Cette scène de bataille antique entre Gaulois et Romains prit, dans l’esprit du psychologue, toutes les allures de la mort d’une innocence propre à l’enfance. Malik mourut dans des circonstances tragiques, cela ne faisait aucun doute. Éric dut en être témoin, choqué à tel point par la violence de l’événement qu’il l’illustra par des éléments symboliques complexes qui s’imbriquèrent les uns aux autres pour édifier une réalité fantastique, rassurante. L’incapacité à mourir, décrite dans ses notes, représentaient certainement des tentatives de suicide avortées ou manquées ; malheureusement, il était indubitable qu’elles furent nombreuses.
Denis s’interrogea au sujet d’un possible sentiment de culpabilité qu’Éric éprouvait à l’égard du décès de Malik, ce Maeleg qu’il aimait malgré un agacement indiscutable. Oui ! Tous deux auraient dû mourir, mais seul Éric en réchappa. Oh, mon Dieu ! Le psychologue émit l’hypothèse d’une séquestration, peut-être par un groupe de personnes. Des abus. Les Romains envahisseurs contre les Gaulois résistant jusqu’à épuisement de leurs forces.
Plus il échafaudait sa théorie, plus il l’affinait et plus il entrevoyait une forme d’horreur indicible. Il y en avait tant en ce monde. Cette violence qui jaillissait d’Éric ne pouvait trouver son origine que dans des circonstances sombres et terribles.
Cependant, il subsistait des éléments incompréhensibles. Qui représentait le lapin ? Un sauveur ? Un mentor ? En tous les cas, une personne –certainement un homme– suffisamment fort pour qu’il le prétende capable de dialoguer d’égal à égal avec la Mort. Quelqu’un qui lui révéla –c’était la métaphore du cœur de Lucifer– sa pureté quand il se voyait en l’état d’une charogne si dénuée de beauté qu’on en apercevait le squelette. Quelqu’un qui, indirectement, le ramena à la vie, peut-être une femme en fin de compte. Une dénommée Brigitte, en laquelle Éric perçut autant une mère que son premier un fantasme sexuel qu’il entoura d’une multitude de papillons.
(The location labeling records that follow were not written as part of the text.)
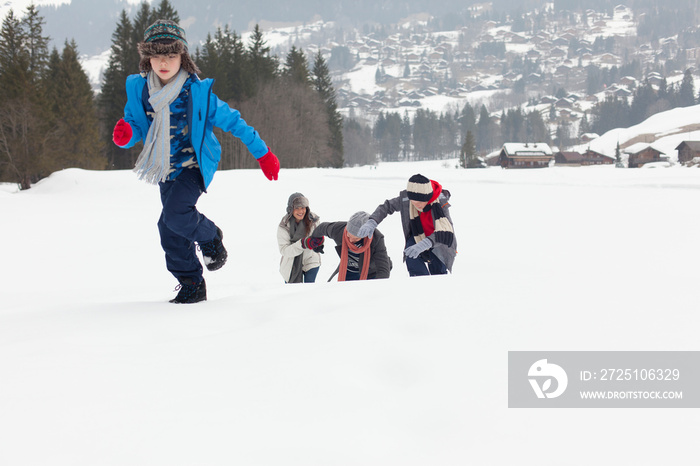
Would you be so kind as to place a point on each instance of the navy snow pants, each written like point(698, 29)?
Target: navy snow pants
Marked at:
point(181, 224)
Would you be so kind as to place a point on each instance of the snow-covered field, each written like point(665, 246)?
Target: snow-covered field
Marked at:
point(97, 368)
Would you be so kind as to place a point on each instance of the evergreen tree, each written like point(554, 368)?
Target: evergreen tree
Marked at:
point(535, 128)
point(263, 67)
point(426, 134)
point(112, 98)
point(467, 121)
point(484, 131)
point(24, 127)
point(296, 66)
point(321, 80)
point(686, 94)
point(467, 155)
point(36, 44)
point(15, 77)
point(73, 113)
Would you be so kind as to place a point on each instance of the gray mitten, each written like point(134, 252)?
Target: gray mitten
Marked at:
point(415, 250)
point(367, 230)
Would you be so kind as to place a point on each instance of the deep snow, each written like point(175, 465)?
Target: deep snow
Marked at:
point(96, 367)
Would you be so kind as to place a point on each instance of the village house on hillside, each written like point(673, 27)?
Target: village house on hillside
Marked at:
point(568, 159)
point(643, 153)
point(591, 157)
point(525, 155)
point(688, 150)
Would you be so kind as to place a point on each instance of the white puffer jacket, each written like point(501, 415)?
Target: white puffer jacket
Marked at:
point(290, 250)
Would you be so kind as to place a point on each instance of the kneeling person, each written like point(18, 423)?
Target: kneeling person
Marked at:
point(360, 258)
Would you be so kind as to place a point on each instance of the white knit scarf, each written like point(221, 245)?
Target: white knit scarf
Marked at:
point(153, 164)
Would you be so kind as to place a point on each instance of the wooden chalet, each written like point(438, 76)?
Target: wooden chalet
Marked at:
point(688, 150)
point(568, 159)
point(591, 157)
point(527, 155)
point(642, 153)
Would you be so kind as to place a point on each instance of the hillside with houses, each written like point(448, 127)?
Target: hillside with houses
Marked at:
point(541, 63)
point(560, 65)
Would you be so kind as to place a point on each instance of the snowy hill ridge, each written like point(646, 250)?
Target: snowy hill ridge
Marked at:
point(665, 131)
point(98, 368)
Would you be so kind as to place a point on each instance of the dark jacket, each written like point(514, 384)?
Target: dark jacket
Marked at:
point(379, 263)
point(446, 253)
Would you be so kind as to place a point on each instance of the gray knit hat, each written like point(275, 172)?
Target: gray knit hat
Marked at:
point(295, 201)
point(356, 221)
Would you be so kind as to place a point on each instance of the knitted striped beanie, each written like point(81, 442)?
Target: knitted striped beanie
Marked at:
point(164, 29)
point(419, 188)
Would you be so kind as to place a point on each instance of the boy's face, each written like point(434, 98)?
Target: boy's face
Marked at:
point(299, 213)
point(166, 66)
point(419, 205)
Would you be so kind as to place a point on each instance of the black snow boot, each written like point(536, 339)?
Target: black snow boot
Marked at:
point(190, 292)
point(214, 252)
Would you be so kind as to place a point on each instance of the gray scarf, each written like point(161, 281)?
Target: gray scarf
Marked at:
point(297, 231)
point(153, 164)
Mais, bordel, il y avait ce foutu hamster. Ça, il n’en trouvait aucune explication. Denis ne cessait de se répéter qu’en dix ans, il n’avait jamais vu Éric sans un hamster blanc et caramel avec un regard inexplicable. Un ami vétérinaire qu’il interrogea lui dit qu’un tel animal ne pouvait vivre aussi âgé et qu’il était impossible de reproduire un strabisme de ce type sur une lignée. Éric maltraitait-il ses bestioles ? Si oui, dans quelles limites, pour quelle raison ?
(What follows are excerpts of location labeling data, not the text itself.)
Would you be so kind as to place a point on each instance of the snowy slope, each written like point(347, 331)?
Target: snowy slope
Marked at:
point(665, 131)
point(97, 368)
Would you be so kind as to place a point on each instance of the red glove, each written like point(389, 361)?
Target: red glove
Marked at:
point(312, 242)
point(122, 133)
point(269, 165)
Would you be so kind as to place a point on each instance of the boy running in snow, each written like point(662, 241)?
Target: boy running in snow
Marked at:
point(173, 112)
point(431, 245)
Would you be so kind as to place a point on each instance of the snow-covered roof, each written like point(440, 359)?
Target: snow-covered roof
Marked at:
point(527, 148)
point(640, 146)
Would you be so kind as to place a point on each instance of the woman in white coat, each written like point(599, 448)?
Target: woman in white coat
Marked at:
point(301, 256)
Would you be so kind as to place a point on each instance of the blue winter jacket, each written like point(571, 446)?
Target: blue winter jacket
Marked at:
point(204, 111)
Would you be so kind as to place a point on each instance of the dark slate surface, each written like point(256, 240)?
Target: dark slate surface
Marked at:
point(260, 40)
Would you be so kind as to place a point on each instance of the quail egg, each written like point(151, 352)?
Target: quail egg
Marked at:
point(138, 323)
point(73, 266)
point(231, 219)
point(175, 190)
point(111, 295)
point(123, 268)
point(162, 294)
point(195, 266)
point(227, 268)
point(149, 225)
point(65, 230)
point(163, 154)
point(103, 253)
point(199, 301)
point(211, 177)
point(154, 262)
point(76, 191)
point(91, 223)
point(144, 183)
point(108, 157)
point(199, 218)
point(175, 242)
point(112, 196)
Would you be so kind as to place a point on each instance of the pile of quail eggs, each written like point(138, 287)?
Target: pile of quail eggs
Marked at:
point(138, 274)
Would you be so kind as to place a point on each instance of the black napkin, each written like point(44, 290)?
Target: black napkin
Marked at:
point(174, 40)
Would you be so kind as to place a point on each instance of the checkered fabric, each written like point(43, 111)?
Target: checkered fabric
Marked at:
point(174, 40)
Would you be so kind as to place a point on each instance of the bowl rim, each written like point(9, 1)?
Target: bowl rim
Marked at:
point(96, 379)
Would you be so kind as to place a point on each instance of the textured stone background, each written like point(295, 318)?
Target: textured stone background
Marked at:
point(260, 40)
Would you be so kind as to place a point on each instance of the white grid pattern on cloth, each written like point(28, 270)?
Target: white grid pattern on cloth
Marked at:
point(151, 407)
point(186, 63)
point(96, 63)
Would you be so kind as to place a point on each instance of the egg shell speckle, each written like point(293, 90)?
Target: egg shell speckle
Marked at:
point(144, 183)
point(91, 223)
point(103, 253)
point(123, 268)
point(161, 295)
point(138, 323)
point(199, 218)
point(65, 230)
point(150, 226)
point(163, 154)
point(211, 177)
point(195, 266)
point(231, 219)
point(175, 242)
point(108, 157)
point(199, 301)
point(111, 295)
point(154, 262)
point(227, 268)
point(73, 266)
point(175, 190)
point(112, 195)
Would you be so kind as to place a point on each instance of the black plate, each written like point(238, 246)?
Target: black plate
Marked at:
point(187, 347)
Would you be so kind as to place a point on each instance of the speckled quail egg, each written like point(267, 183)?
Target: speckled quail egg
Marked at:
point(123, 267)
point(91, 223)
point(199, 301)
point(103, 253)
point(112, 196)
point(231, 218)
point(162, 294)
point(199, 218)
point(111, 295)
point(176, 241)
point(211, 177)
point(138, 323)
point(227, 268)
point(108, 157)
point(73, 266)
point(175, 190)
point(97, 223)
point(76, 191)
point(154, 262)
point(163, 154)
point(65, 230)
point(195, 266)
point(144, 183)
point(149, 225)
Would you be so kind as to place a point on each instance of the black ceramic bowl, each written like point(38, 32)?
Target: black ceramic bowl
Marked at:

Le psychologue détourna son regard de la fenêtre et jeta un œil sur la guitare que son patient lui avait faite livrer la semaine précédente, accompagnée d’un mot assez touchant.
Manu,
Tu m’as dit que tu voulais apprendre la guitare. Alors je t’offre celle-là. Prends en soin, c’est celle qu’avait Johnny Cash quand il a joué à la prison de Folsom en soixante-huit. Je lui ai gagnée au poker en soixante-dix, lol.
Emrys.
Ismail, le pote musicien de Denis, avait confirmé qu’elle était identique à celle que l’on voyait sur les photographies de l’époque, une Martin acoustique. Qu’elle fût authentique ou une simple réplique, comment Éric se l’était-il procurée ? Denis pensa d’ailleurs à ses moyens financiers colossaux. Ce type vivait dans un immeuble de la Neustadt, il semblait même le posséder. En tous les cas, il en avait l’usufruit et c’était là un mystère supplémentaire. Il le percerait.
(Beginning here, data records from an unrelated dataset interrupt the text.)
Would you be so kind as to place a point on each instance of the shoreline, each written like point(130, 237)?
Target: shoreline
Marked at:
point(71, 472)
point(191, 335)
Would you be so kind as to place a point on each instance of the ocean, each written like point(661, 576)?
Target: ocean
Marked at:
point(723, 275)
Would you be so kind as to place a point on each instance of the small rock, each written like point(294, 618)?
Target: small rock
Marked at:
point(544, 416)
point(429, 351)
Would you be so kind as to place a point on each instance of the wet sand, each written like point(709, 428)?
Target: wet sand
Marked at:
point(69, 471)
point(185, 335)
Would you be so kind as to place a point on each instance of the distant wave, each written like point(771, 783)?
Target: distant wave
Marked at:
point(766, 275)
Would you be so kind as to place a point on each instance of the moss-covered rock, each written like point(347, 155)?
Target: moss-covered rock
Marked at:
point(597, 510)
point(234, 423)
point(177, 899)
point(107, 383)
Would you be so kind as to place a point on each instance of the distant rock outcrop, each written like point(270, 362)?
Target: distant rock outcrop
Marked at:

Coûte que coûte, le psychologue aiderait cet homme à trouver une vie la plus stable, la plus sereine possible. Maelys, son épouse, avait beau lui dire de laisser tomber et de s’éloigner de lui, il ne pouvait se résoudre à abandonner Éric à son triste état.
Denis débarrassa son bureau de ce qui l’encombrait et s’attela à reprendre ses notes et à les compléter par tout ce qu’il venait de penser.